The breakthrough stems from marrying single‑walled carbon nanotubes (SWCNTs) with boron nitride nanotubes (BNNTs). SWCNTs form conductive pathways that absorb and dissipate high‑frequency electromagnetic waves, while BNNTs introduce boron atoms that capture fast neutrons. Researchers dispersed both nanotube types, filtered them into 10‑20 µm hybrid films, and then infused the network into a polydimethylsiloxane (PDMS) elastomer. Direct‑ink‑writing printed the composite into stretchable lattices, preserving an EMI shielding effectiveness of up to 23 dB at sub‑millimeter thicknesses and achieving a neutron attenuation coefficient of 1.27 mm⁻¹—equivalent to 72 % reduction at 1 mm.

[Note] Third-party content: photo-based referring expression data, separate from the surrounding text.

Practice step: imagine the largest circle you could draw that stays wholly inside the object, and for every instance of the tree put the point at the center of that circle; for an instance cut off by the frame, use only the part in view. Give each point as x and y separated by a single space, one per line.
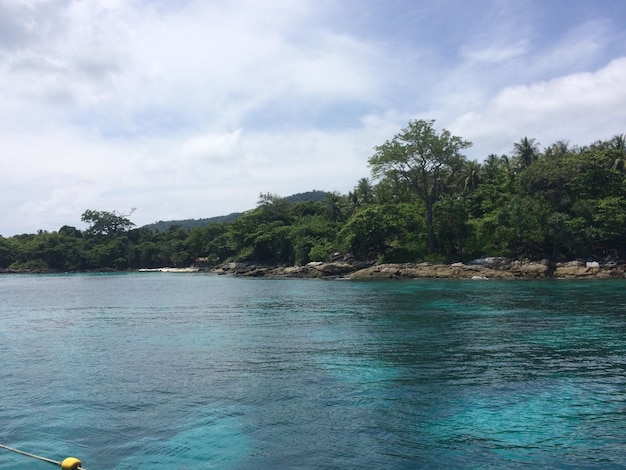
424 159
106 223
526 151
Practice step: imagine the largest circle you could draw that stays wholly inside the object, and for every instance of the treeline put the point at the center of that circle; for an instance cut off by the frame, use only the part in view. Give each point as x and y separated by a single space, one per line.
425 202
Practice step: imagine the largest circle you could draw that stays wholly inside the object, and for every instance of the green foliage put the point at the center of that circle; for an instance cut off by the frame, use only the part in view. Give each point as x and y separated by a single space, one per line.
428 204
106 223
425 160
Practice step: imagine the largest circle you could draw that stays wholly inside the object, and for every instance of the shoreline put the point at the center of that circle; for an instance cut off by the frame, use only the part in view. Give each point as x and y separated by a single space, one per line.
484 269
481 269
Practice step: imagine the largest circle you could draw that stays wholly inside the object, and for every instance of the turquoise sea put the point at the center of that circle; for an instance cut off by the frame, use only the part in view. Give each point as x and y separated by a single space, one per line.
199 371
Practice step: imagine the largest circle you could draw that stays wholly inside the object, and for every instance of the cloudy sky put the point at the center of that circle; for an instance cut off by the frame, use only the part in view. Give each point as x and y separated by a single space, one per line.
191 108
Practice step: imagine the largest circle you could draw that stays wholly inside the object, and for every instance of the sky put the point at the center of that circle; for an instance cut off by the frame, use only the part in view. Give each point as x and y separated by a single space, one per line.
193 108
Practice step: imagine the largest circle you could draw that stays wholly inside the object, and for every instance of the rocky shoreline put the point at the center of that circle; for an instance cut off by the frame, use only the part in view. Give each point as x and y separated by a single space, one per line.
480 269
484 268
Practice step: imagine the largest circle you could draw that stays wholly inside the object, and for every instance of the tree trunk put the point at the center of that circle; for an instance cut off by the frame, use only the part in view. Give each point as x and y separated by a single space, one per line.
429 226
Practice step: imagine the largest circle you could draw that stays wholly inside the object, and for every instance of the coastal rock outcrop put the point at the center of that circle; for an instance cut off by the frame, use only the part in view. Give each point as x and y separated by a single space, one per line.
484 268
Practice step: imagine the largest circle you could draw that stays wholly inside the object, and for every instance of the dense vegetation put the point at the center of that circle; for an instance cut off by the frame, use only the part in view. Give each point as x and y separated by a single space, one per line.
426 202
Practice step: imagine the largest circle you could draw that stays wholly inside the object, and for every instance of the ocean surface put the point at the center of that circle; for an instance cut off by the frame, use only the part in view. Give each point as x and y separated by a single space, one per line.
199 371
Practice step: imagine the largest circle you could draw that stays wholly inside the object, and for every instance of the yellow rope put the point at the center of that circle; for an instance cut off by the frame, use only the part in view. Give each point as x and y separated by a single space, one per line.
70 463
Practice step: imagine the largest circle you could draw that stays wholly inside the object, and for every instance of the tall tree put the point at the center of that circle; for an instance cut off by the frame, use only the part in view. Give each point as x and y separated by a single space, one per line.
107 223
526 151
425 159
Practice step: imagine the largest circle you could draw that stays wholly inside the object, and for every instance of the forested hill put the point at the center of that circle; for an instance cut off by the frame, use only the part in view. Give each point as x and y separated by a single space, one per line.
426 202
164 226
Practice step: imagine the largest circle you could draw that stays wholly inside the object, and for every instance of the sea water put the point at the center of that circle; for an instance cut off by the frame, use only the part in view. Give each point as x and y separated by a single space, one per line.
199 371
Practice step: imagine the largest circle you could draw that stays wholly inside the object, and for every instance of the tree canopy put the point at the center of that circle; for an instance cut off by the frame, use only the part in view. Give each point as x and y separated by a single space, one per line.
425 202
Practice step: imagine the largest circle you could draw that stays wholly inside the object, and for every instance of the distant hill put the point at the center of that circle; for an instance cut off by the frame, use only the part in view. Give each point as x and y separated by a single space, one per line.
164 226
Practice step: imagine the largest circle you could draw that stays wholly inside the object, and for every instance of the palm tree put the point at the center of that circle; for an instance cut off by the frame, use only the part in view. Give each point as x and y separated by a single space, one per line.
470 175
364 191
558 149
526 151
618 142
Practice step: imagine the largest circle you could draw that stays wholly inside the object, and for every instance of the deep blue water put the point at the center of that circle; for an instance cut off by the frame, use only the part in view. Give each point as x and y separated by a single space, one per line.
198 371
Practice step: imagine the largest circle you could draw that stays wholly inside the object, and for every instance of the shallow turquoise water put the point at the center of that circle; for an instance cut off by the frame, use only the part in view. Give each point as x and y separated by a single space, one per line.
173 371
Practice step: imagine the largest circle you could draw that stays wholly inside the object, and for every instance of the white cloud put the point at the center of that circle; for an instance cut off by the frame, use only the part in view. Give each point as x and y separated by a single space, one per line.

The implications for industry are immediate. Spacecraft can now protect sensitive avionics without the penalty of bulky aluminum skins, while nuclear‑facility instrumentation gains resilience against both radiation types in a form that tolerates thermal cycling from –196 °C to 250 °C. Defense platforms benefit from additively manufactured, geometry‑tuned shields that conform to irregular surfaces. As additive manufacturing scales and nanotube production costs fall, this dual‑function composite is poised to become a cornerstone of next‑generation, lightweight radiation‑hard electronics.